On Monday night, March 28, President Obama defended American intervention in the Libyan civil war. Many pundits had anticipated the president's remarks as a signal of what might come to be called, the "Obama Doctrine." The president, though, disappointed those hopes. His speech became noteworthy for what it did not address as much for what it did. For many observers, Obama's unwillingness to exert leadership over the multi-national force taking on Moammar Gaddafi made his position and that of the United States rather, well, unexceptional. The U.S. was just like any other member of a coalition.

Such action made Josef Joffe, the all-purpose pro-America European pundit, declare an end to American Exceptionalism. Joffe wrote in the New York Times that the Obama Doctrine, if there really is one, offers the world a vision of "America Lite." "There is nothing wrong with bringing ends in line with means and interest," Joffe allowed. "It’s the American way — and the way of all great powers. And yet. The Obama doctrine is to Truman et al. like chardonnay to moonshine: pleasing to the palate and easy on the blood, but without punch and power -- kind of un-American, isn't it?"

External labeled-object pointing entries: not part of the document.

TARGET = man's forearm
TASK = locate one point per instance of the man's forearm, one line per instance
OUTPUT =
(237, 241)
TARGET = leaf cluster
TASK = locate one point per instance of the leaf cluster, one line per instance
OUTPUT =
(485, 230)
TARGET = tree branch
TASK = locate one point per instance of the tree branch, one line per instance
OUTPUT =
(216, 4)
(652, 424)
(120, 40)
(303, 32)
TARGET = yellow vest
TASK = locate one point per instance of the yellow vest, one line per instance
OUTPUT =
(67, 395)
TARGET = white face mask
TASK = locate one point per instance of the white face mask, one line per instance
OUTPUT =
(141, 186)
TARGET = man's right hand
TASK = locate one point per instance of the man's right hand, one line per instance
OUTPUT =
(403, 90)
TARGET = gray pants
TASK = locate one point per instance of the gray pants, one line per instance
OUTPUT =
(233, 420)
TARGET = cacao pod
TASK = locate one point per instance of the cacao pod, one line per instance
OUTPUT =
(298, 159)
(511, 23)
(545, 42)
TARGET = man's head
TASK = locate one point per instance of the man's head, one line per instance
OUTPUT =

Is it? Or better, what is American about our understanding of American Exceptionalism?

We have discussed this issue before on this blog and will do so at the 2011 conference. But there was a convergence this past week that made me wonder how many times we will declare the end of American Exceptionalism.


The President delivered his "unexceptionalism" speech the same week as Rolling Stone released a special issue on "The Kill Team." For those unacquainted with this report, Rolling Stone exposed an official investigation into a particular American army platoon in Afghanistan and the vile campaign of murder some of its soldiers engaged in. These soldiers have been accused on hunting Afghanistan civilians for sport. The photographs and videos posted on Rolling Stone's website accompany the story of this crime.

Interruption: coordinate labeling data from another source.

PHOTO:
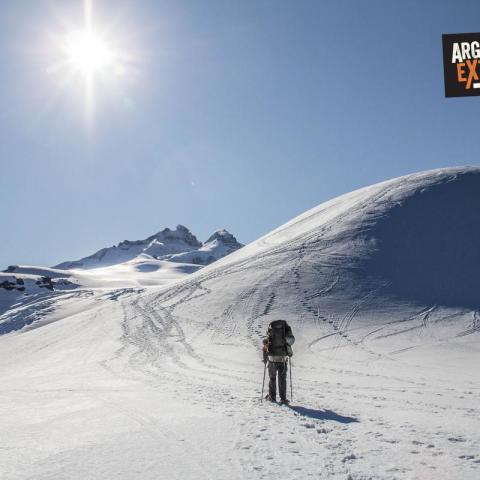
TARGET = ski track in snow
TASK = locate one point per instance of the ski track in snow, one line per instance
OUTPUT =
(149, 383)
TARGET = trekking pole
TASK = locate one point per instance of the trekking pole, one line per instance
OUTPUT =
(263, 384)
(291, 388)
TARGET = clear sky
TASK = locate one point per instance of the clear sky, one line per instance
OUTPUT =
(223, 114)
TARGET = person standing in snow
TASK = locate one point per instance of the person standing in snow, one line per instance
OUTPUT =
(277, 348)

While researching the American relationship to war since 1945--primarily how political and theological leaders led Americans in a debate over how war shapes their relationship to the nation--the role soldiers play in defining what America is has of course changed over time. Not surprisingly, other than the initial burst of euphoria for returning troops following World War II, there had been little effort to glorify the American soldier as a significant representative of American power and ideals.

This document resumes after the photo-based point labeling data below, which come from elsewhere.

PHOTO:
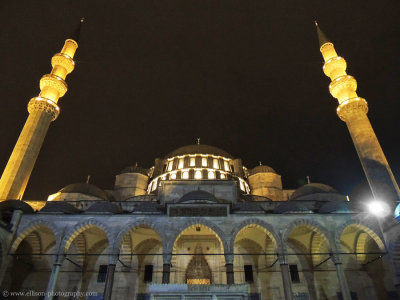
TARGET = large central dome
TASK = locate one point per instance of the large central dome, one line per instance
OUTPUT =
(198, 149)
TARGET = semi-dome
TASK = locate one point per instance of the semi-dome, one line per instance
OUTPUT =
(104, 207)
(135, 169)
(304, 192)
(198, 196)
(59, 207)
(198, 149)
(291, 207)
(261, 169)
(86, 189)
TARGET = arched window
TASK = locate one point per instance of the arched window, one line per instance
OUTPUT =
(180, 163)
(197, 175)
(204, 161)
(215, 163)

It seems to me that perception changed most dramatically in mid-1990s. Certainly Reagan talked big about the military, and George H.W. Bush hoped the Gulf War would cleanse the nation and its military of the malaise created by Vietnam. But it was the rise of the third generation of neocons (as Justin Vaisse calls them in his book) that remade the American soldier into the symbol of American Exceptionalism--or in my terms, the medieval Jesuits of a modern American theology of exceptionalism.

In perhaps the most celebrated essay by this third generation of neocons, "Toward a Neo-Reaganite Foreign Policy," William Kristol and Robert Kagan declared:"There is no more profound responsibility than the defense of the nation and its principles." Of course, their argument was that Americans had been allowed to forget this understanding, which had led to a general fracturing American-ness, the eruption of the culture wars, and a fading sense of exceptionalism.

Their point was that throughout the 1990s, the American public had been distracted—had been allowed to grow distracted—by the lack of a coherent martial vision. Kagan and Kristol believed that the American military was not some unfortunate appendage of a peace-loving, civic polis, but an essential branch of the American system of ideals. “It is foolish to imagine" they wrote, "that the Untied States can lead the world effectively while the overwhelming majority of the population neither understands nor is involved, in any real way, with its international mission." They clearly believed that the military stood as the sole institution in American public life that should command universal admiration. Americans needed to be reminded, educated, and trained, Kagan and Kristol claimed, in “military virtues.”

Americans need moral clarity--an activist foreign policy would remoralize America itself. America need war.

I don't know if Obama reminded Americans that they are not immune to the moral catastrophes of war. Like all other presidents before him, he praised and thanked the military for, yet again, taking on the burdens of war and for doing their jobs with courage. Yet Joffe saw Obama's speech as cautious, an abdication of America's "claim to world power and responsibility." Truly, an activist foreign policy has made America an exceptional nation, but surely we should remember that such activism comes with consequences that can be considered exceptional in ways that are possibly heroic and possibly horrific. If we can claim heroism as American, must we not also claim the horror? This has indeed been a week to end American exceptionalism, again.